Jochen Ott führt SPD NRW mit 96-Prozent-Zustimmung in den Wahlkampf 2027
Cathleen HövelJochen Ott führt SPD NRW mit 96-Prozent-Zustimmung in den Wahlkampf 2027
Jochen Ott ist zum Spitzenkandidaten der nordrhein-westfälischen SPD für die anstehende Landtagswahl gewählt worden. Die Abstimmung fand im Vorfeld der für den 25. April 2027 geplanten Wahl statt. Ott erhielt mit 96 Prozent eine überwältigende Zustimmung – die höchste für einen SPD-Kandidaten seit einem Jahrzehnt.
In seiner programmatischen Ausrichtung skizzierte Ott zentrale Wahlkampfthemen der Sozialdemokraten, darunter die Abschaffung der Kindergartengebühren sowie kostenlose Schulmahlzeiten für alle Kinder in Kitas und Grundschulen. Zudem schlug er ein gratis Jugendticket für den ÖPNV vor, um Familien finanziell zu entlasten.
Wirtschaftspolitisch kritisierte Ott die Konzentration von Vermögen und Macht. Ein System, in dem Einzelne wie Elon Musk immensen Reichtum anhäufen könnten, zeige die Schwächen des Kapitalismus auf, argumentierte er. Ott forderte, neue Technologiekonzerne zu zerschlagen, um übermäßige individuelle Einflussnahme zu verhindern.

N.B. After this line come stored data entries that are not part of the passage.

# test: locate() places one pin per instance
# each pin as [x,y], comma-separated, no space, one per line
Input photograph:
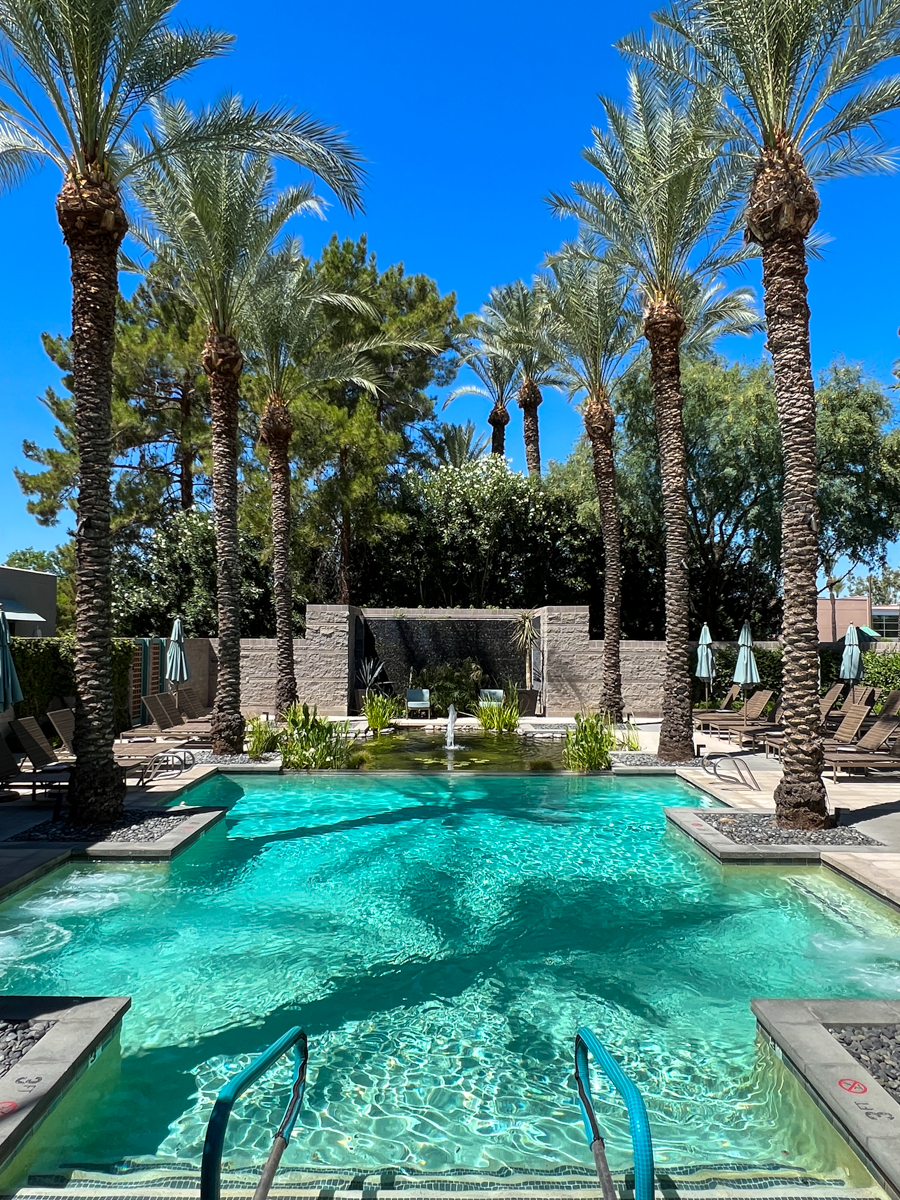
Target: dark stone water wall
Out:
[403,645]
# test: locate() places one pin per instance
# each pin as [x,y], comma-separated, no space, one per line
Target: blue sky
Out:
[468,114]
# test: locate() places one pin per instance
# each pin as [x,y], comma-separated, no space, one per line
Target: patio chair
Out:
[751,711]
[63,720]
[418,701]
[725,707]
[850,726]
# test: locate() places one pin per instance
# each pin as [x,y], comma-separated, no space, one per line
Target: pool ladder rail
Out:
[211,1161]
[587,1043]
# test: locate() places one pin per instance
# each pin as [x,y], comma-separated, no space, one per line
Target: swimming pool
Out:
[441,939]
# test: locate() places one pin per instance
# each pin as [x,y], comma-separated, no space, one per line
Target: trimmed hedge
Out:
[46,670]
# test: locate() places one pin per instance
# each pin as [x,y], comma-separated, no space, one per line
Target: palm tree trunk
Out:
[94,225]
[185,450]
[223,363]
[664,329]
[781,210]
[343,565]
[529,399]
[498,420]
[276,430]
[599,426]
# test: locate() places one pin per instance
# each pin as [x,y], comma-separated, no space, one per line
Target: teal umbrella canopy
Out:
[747,673]
[706,658]
[852,658]
[177,670]
[10,690]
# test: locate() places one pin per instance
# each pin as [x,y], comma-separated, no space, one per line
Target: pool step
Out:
[717,1181]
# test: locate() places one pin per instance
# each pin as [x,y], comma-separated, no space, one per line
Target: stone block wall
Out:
[323,661]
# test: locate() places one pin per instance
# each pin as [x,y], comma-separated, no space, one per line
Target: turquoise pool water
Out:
[441,939]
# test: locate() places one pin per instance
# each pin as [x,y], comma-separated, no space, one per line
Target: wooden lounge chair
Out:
[419,701]
[851,725]
[725,707]
[751,712]
[63,721]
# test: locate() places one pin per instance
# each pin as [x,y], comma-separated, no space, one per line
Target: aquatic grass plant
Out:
[498,718]
[589,745]
[310,742]
[379,711]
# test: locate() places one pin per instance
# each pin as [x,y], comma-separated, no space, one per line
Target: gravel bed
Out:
[641,759]
[137,825]
[17,1038]
[877,1049]
[229,760]
[760,829]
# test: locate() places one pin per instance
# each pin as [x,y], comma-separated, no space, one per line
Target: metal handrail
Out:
[211,1161]
[744,777]
[639,1123]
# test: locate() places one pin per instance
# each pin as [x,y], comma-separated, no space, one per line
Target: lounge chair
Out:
[63,721]
[418,701]
[725,707]
[190,703]
[750,712]
[853,715]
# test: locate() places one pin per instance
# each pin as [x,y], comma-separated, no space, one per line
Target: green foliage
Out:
[262,737]
[379,711]
[59,562]
[310,742]
[173,573]
[501,718]
[46,671]
[451,684]
[881,670]
[591,743]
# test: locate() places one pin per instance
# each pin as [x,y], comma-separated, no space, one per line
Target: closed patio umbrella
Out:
[747,673]
[177,670]
[706,658]
[10,689]
[852,658]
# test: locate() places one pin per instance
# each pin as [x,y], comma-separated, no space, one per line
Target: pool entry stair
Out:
[181,1181]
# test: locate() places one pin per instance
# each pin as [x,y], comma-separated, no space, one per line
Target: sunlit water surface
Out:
[441,939]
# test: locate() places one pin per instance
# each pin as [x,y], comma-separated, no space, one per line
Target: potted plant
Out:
[525,639]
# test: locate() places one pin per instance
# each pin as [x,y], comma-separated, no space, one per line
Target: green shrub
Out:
[262,737]
[46,670]
[591,743]
[310,742]
[881,670]
[379,711]
[498,718]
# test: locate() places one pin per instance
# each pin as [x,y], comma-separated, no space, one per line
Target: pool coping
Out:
[33,1087]
[721,847]
[865,1115]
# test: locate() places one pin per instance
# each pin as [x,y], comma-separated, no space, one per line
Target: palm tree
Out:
[76,76]
[286,327]
[802,85]
[514,324]
[659,213]
[497,373]
[215,215]
[455,445]
[593,330]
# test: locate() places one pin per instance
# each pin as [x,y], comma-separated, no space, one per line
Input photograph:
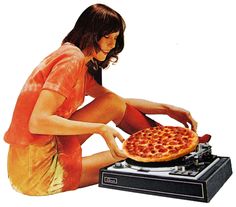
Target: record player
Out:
[197,176]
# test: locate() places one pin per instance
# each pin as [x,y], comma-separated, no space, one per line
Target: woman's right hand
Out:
[109,134]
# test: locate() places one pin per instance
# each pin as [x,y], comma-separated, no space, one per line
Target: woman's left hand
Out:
[183,116]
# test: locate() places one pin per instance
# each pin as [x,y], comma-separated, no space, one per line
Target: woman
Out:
[48,127]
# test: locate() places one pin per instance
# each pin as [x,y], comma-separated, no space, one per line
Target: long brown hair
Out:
[95,22]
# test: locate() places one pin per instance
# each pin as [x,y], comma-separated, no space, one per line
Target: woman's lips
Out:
[105,52]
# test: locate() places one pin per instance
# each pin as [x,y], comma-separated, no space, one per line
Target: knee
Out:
[115,102]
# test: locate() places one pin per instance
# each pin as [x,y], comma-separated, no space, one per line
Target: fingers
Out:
[110,140]
[192,122]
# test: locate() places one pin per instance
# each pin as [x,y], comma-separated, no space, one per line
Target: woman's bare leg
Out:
[106,108]
[103,109]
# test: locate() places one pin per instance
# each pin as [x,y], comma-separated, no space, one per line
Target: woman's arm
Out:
[177,113]
[44,121]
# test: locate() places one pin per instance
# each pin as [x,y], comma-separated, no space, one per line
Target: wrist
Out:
[100,129]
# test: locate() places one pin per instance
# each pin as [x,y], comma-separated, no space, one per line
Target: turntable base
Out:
[201,187]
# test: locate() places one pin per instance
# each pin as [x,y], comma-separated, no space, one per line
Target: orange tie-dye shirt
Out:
[64,71]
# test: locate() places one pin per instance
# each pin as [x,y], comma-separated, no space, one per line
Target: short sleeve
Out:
[62,77]
[90,82]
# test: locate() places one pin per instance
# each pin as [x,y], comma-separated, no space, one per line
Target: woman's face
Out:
[106,43]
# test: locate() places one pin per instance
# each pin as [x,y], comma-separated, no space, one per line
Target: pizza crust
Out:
[160,144]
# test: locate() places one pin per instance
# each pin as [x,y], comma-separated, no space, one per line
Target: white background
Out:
[177,52]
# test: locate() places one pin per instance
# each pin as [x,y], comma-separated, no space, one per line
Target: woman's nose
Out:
[112,43]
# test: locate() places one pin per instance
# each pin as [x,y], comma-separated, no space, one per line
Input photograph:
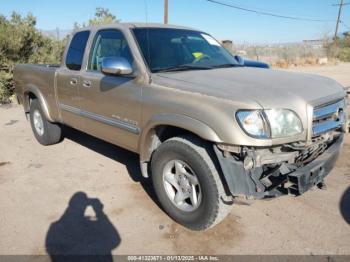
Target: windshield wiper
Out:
[227,66]
[182,68]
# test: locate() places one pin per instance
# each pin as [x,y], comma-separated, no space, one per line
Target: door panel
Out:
[111,107]
[68,81]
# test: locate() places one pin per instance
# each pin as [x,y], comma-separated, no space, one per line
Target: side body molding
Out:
[36,91]
[148,140]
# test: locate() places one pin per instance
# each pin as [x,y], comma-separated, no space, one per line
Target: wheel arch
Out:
[165,126]
[32,92]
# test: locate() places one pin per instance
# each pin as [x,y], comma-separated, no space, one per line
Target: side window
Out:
[108,43]
[75,54]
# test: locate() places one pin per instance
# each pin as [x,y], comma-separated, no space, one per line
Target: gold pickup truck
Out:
[207,127]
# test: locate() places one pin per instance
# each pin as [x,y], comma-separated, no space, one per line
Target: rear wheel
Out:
[188,184]
[45,132]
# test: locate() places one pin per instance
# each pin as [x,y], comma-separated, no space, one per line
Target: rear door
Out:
[69,81]
[111,104]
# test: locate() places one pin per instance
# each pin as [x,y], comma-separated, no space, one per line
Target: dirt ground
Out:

Darüber hinaus setzte er sich für eine stärkere Industriepolitik und höhere Investitionen in Forschung und Entwicklung ein. Unter dem Motto „Jetzt für echte Gerechtigkeit“ wird die SPD in die Landtagswahl 2027 ziehen.
Otts Wahl bedeutet ein klares Mandat für die SPD in Nordrhein-Westfalen. Seine Pläne zielen darauf ab, Familien finanziell zu entlasten und wirtschaftliche Machtstrukturen neu zu gestalten. Die Partei wird sich nun auf den Wahlkampf im Vorfeld der Abstimmung im April 2027 konzentrieren.